Do you find you often have an ‘aha!’ moment while reaching for the soap? You’re not alone. In fact, there’s actually a scientific reason why many of us feel at our most inspired while taking a shower.
As we’re obviously adept to bathing ourselves (some more so than others), we don’t need to be particularly alert or focused in order to complete the habitual tasks at hand. Our brains are then free to enter a semi-meditative state. When this happens, we become less aware of our environment and more aware of our internal thoughts, says John Kounios, a psychologist who studies creativity and distraction at Drexel University in Philadelphia.
It’s not just our daily shower that provides the perfect breeding ground for creativity – anywhere you feel relaxed and distracted has the potential to be your very own ideas factory.

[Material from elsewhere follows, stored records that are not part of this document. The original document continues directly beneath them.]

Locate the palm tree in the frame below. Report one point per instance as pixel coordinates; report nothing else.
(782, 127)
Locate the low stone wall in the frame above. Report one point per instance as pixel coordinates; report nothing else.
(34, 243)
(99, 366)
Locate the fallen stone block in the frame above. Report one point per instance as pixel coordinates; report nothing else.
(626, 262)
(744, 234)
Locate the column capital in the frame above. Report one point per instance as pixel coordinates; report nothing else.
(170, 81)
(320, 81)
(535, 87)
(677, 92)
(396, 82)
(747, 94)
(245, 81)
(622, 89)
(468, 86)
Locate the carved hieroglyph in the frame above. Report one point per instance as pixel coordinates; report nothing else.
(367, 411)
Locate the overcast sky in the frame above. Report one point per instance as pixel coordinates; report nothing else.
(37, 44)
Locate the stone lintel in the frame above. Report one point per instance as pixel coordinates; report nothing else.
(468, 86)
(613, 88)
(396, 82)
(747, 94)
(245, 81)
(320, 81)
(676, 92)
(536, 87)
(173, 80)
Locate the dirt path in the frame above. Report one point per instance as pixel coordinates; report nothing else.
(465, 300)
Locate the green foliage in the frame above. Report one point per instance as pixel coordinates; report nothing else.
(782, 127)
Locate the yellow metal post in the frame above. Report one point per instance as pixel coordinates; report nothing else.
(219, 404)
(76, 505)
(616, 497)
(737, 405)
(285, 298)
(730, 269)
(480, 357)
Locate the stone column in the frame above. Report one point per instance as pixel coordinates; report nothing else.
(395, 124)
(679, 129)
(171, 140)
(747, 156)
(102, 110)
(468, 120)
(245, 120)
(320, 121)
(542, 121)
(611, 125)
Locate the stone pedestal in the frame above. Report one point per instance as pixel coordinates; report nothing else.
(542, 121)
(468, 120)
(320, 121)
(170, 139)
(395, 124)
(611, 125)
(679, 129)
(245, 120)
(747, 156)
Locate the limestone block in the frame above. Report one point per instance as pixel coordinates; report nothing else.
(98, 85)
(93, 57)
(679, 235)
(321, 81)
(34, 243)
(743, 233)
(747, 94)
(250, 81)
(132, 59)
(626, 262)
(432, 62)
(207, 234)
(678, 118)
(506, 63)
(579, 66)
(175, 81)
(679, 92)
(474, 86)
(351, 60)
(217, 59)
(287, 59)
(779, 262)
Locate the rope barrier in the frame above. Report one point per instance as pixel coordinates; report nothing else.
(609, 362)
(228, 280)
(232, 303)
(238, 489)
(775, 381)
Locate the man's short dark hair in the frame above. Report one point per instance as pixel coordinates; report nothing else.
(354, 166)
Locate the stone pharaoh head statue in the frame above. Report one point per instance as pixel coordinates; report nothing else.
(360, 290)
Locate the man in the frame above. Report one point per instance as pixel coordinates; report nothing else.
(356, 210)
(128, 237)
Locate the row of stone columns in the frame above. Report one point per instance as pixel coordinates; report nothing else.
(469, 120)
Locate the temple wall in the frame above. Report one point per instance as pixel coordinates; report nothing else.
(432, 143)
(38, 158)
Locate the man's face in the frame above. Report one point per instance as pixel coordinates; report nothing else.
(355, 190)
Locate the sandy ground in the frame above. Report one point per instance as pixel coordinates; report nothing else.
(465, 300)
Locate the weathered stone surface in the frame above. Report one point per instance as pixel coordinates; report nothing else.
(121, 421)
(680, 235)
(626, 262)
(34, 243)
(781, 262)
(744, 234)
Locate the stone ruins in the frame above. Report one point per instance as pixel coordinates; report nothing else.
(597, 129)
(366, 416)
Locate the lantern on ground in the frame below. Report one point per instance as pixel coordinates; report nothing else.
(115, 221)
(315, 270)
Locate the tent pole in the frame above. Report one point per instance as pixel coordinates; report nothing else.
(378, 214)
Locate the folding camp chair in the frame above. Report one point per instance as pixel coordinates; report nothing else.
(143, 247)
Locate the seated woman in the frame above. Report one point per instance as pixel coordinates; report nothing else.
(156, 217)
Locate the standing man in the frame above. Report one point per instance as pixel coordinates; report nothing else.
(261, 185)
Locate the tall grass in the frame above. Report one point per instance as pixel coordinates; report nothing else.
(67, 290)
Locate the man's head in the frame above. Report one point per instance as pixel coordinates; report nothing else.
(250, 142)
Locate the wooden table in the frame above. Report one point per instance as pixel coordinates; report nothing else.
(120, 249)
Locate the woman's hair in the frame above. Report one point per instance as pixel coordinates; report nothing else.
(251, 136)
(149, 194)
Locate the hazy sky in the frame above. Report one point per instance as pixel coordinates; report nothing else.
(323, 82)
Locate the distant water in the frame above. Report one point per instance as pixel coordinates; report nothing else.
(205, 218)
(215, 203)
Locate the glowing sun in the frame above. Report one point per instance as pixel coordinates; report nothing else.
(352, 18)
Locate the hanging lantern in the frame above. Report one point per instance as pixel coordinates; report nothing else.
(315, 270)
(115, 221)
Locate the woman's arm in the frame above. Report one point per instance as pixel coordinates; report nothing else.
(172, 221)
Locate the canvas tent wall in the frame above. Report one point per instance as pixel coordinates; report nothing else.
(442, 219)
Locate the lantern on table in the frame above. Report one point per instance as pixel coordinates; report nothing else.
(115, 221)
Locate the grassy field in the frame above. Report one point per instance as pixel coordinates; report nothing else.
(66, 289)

Are you waiting for inspo to strike? Try tapping into it in these unlikely places…
After you’ve had a few.
Believe it or not, those post-work drinks could be just the catalyst you need for an epiphany. Research shows that an individual with a blood alcohol level of 0.75 is more likely to successfully resolve a series of common creative problem-solving tasks than a sober person. What’s more, the intoxicated person is likely to come to their solution through sudden insight alone. Cheers to that!
While at work.
Granted, this one really depends on what you do for a living. But if you have a job that includes menial or repetitive tasks, you might find that your mind wanders (similar to how it does when you’re in the shower), providing the perfect environment to get those creative juices flowing. Case in point; Charles Dickens. As a boy, before his foray in freelance journalism and stint at a London law office, Dickens worked in a factory. On his first day he was shown around by a young lad called Bob Fagin and the rest, as they say, is history.
Right before you nod off.
There are certain points during the day where we all feel more focused and alert, which are crucial states to be in in order to solve problems analytically but are counterproductive for creativity. In contrast, just as we’re falling asleep and we’re at our most relaxed, eureka moments are much more likely to occur. These happen when our thoughts are processed largely out of our awareness. In other words, when we’re not thinking of them at all.
At the gym.
Regular exercise considerably boosts creativity, say experts. According to cognitive psychologist Professor Lorenza Colzato, those who exercise four times a week are able to think more creatively than those of us with a more sedentary lifestyle. Colzato believes that breaking a sweat on the regular trains your brain to become more flexible in finding creative solutions.
So if you’re struggling with writer’s block, it might be time dust off your trainers. Or you could just get drunk. Totally up to you.